Simulated Author's Rebuttal

3 responses · 0 unresolved

We thank the referee for their thorough review and valuable suggestions. We address each of the major comments in detail below and commit to making the necessary revisions to improve the clarity and rigor of the paper.

read point-by-point responses
  1. Referee: [Abstract and experimental results] Abstract and experimental results section: the central performance claims (16.58% and 22.81% pass@1 on CallerEval, outperforming baselines) rest on unreported details including data splits, error bars, statistical significance, controls for post-hoc choices in static analysis, and validation that the extracted caller-callee pairs are free of substantial noise or selection bias.

    Authors: We agree with the referee that the experimental claims require more supporting details for reproducibility and credibility. In the revised version of the manuscript, we will expand the experimental results section to include: a clear description of the train/validation/test splits for both pretraining and CallerEval; error bars and standard deviations from at least three independent runs with different random seeds; statistical significance testing (e.g., McNemar's test or bootstrap methods) for the performance improvements; an analysis of sensitivity to post-hoc choices in the static analysis (such as call graph construction parameters); and results from a manual validation of a random sample of 300 extracted caller-callee pairs, reporting precision and any observed biases. These changes will directly address the concerns about unreported details. revision: yes

  2. Referee: [Method (pair extraction)] Method section on pair extraction: the claim that static analysis yields large-scale, high-quality caller-callee pairs providing reliable behavioral signals is load-bearing for both pretraining and CallerEval validity, yet no accuracy metrics, manual validation results, or error-rate analysis for unresolved dynamic calls, virtual methods, or incomplete modules are provided.

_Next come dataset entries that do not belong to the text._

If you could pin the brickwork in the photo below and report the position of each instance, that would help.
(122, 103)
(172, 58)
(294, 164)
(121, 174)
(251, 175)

    Authors: The referee correctly identifies that the quality of the extracted pairs is foundational to our claims. The original manuscript focuses on the scale and automation of the extraction but does not provide quantitative validation. We will revise the Method section to include accuracy metrics obtained through manual annotation of a stratified sample of pairs (covering different programming languages and project sizes if applicable), error rates specifically for unresolved dynamic dispatches, virtual method calls, and cases with incomplete type information or missing modules. We will also describe any filtering steps applied to mitigate noise. This addition will substantiate the reliability of the behavioral signals used. revision: yes

  3. Referee: [Benchmark construction] Benchmark construction: potential train-test leakage arising from using the same static-analysis pipeline for both pretraining data and CallerEval construction is not addressed or quantified, which directly affects whether the reported gains reflect genuine context utilization.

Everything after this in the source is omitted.